In the instant case, Smith Barney drafted the Customer Agreement, including the arbitration clause, which stated that all controversies between the parties "shall be determined by arbitration before the National Association of Securities Dealers, Inc., . . . in accordance with the rules of such body then obtaining." Thus, Smith Barney agreed in the Customer Agreement that any disputes would be handled in accordance with the provisions found in the NASD Code, including section 10324.

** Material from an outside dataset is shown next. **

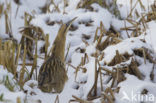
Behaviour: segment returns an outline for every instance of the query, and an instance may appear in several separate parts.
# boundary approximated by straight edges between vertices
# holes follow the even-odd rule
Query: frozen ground
[[[21,5],[18,5],[13,0],[7,0],[7,2],[11,2],[11,23],[12,23],[12,32],[13,37],[17,39],[18,42],[21,40],[21,34],[19,32],[20,27],[24,27],[24,13],[27,12],[34,16],[31,21],[31,25],[42,28],[44,34],[49,34],[49,42],[50,46],[48,51],[53,44],[53,41],[57,35],[58,29],[60,27],[60,21],[66,23],[67,21],[77,17],[77,19],[73,22],[73,26],[76,30],[70,30],[67,34],[66,41],[66,52],[68,51],[68,46],[70,44],[69,53],[66,59],[66,62],[71,62],[70,64],[74,67],[79,66],[81,63],[82,57],[84,57],[85,53],[88,55],[88,61],[82,68],[86,69],[84,73],[83,69],[80,69],[77,72],[75,68],[66,65],[68,68],[68,78],[64,90],[60,94],[53,93],[44,93],[40,89],[37,88],[37,81],[35,78],[29,80],[24,84],[24,90],[20,90],[18,84],[13,79],[13,75],[9,73],[3,66],[0,66],[0,97],[3,97],[3,101],[0,99],[0,103],[17,103],[17,98],[21,99],[21,103],[54,103],[57,95],[59,97],[59,103],[68,103],[71,99],[73,99],[73,95],[79,97],[81,99],[87,100],[87,96],[92,86],[94,85],[94,77],[95,77],[95,57],[93,54],[97,52],[96,45],[97,41],[94,42],[94,36],[97,27],[100,26],[100,22],[103,23],[106,31],[109,31],[111,27],[113,27],[117,32],[120,33],[121,42],[118,44],[110,45],[102,50],[100,53],[104,53],[104,58],[100,61],[100,65],[112,70],[113,66],[108,66],[108,64],[112,61],[112,59],[116,55],[116,50],[119,51],[119,54],[128,53],[129,55],[134,54],[134,49],[137,48],[147,48],[151,50],[151,54],[153,58],[155,58],[156,53],[156,19],[152,20],[147,24],[146,30],[144,30],[144,25],[141,24],[139,27],[143,32],[138,37],[128,38],[127,35],[132,31],[122,30],[121,28],[133,26],[130,22],[125,19],[129,16],[131,12],[131,8],[135,5],[135,9],[132,11],[132,20],[139,22],[141,17],[137,17],[135,11],[138,11],[138,14],[145,14],[151,11],[150,6],[154,3],[154,0],[141,0],[142,5],[144,5],[144,9],[140,6],[139,0],[117,0],[117,6],[120,12],[120,19],[115,17],[112,13],[110,13],[107,9],[102,8],[100,5],[94,3],[91,5],[92,11],[76,8],[80,0],[67,0],[68,6],[65,8],[64,13],[64,3],[63,0],[54,0],[54,3],[58,5],[60,12],[57,12],[54,5],[50,5],[48,13],[41,13],[39,8],[43,7],[46,4],[46,0],[21,0]],[[132,3],[130,3],[132,1]],[[110,0],[111,2],[111,0]],[[0,0],[0,4],[6,4],[6,0]],[[130,5],[132,4],[132,5]],[[4,6],[6,8],[6,5]],[[18,8],[18,12],[17,12]],[[17,13],[16,13],[17,12]],[[55,22],[54,25],[47,25],[47,21]],[[89,23],[89,24],[87,24]],[[5,16],[0,16],[0,38],[7,38],[8,35],[5,33]],[[97,32],[97,35],[100,36],[100,32]],[[88,39],[85,38],[88,37]],[[107,36],[106,36],[107,37]],[[102,41],[106,40],[106,37],[102,38]],[[143,42],[145,40],[146,42]],[[84,42],[85,41],[85,42]],[[87,42],[87,43],[86,43]],[[38,53],[43,56],[44,54],[40,54],[39,49],[43,46],[43,41],[38,41]],[[85,49],[85,52],[81,52],[81,50]],[[101,55],[100,54],[100,55]],[[153,80],[150,79],[150,74],[156,75],[156,66],[153,68],[153,63],[149,60],[146,60],[146,64],[144,63],[144,58],[139,56],[134,56],[137,61],[139,61],[139,70],[144,75],[144,79],[140,80],[136,76],[125,73],[125,77],[127,78],[125,81],[120,82],[117,87],[120,87],[118,93],[115,93],[115,103],[140,103],[141,92],[146,89],[148,93],[145,95],[147,98],[143,97],[144,101],[149,103],[156,102],[156,77],[154,76]],[[130,64],[132,58],[127,61],[127,64]],[[37,61],[37,71],[39,71],[40,66],[42,65],[43,60],[38,59]],[[20,70],[20,66],[18,69]],[[29,70],[29,67],[28,71]],[[34,73],[35,74],[35,73]],[[110,87],[112,81],[106,83],[109,77],[103,76],[104,80],[103,88],[106,89]],[[11,84],[15,84],[16,87],[13,91],[8,90],[5,87],[5,80],[9,79]],[[115,88],[115,87],[114,87]],[[98,79],[97,83],[97,96],[101,95],[101,84],[100,79]],[[134,97],[135,95],[135,97]],[[123,98],[124,97],[124,98]],[[154,98],[154,99],[153,99]],[[101,98],[97,98],[93,100],[93,103],[100,103]],[[18,102],[19,103],[19,102]]]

"`[T]he parties' adoption of [section 10324] is a `clear and unmistakable' expression of their intent to leave the question of arbitrability to the arbitrators. In no uncertain terms, Section  commits interpretation of all provisions of the NASD Code to the arbitrators.'" Conroy v. Merrill Lynch, Pierce, Fenner Smith, 899 F. Supp. 1471, 1476 (W.D.N.C. 1995) ( quoting FSC Securities Corp. v. Freel, 14 F.3d 1310, 1312-1313 (8th Cir. 1994)). See also First Options of Chicago, Inc. v. Kaplan, 514 U.S. 938, 131 L.Ed.2d 985 (1995) (need `clear and unmistakable evidence' showing parties agreed to arbitrate.) "[T]he section  time bar is part of the NASD Code of Arbitration Procedure, thus one would assume it is intended to be applied by the NASD itself to control its own procedures, rather than a rule that is somehow `off-limits' for arbitrators to apply." PaineWebber Inc. v. Elahi, 87 F.3d 589, 601 (1st Cir. 1996). Accordingly, by signing the Customer Agreement, including the arbitration clause, Smith Barney consented to allowing an arbitrator, pursuant to section 10324 of the NASD Code, to interpret and determine the applicability of the time-bar provision found in section 10304.
Consistent with the rationale of the Fourth Circuit cases discussed earlier, North Carolina trial courts have a very narrow role in determining arbitrability. As articulated in Glass, the trial court's role is limited to determining (i) whether the contract to arbitrate is valid and (ii) whether the dispute involved in the arbitration is within the subject matter of the contract to arbitrate. Glass, 114 F.3d at 457.
It is undisputed here that a valid agreement to arbitrate exists between Bardolph and Smith Barney. Moreover, sections 10304 and 10324 of the NASD Code, when read together, demonstrate the parties had a "clear and unmistakable" intent to have an arbitrator decide the six-year time limitation question.
Accordingly, we reverse the trial court's grant of summary judgment in Smith Barney's favor and remand for entry of an order granting defendant's motion to dismiss plaintiff's complaint for declaratory judgment and defendant's motion to compel arbitration.
Reversed and remanded with instructions.
Judges MARTIN, John C., and HUNTER concur.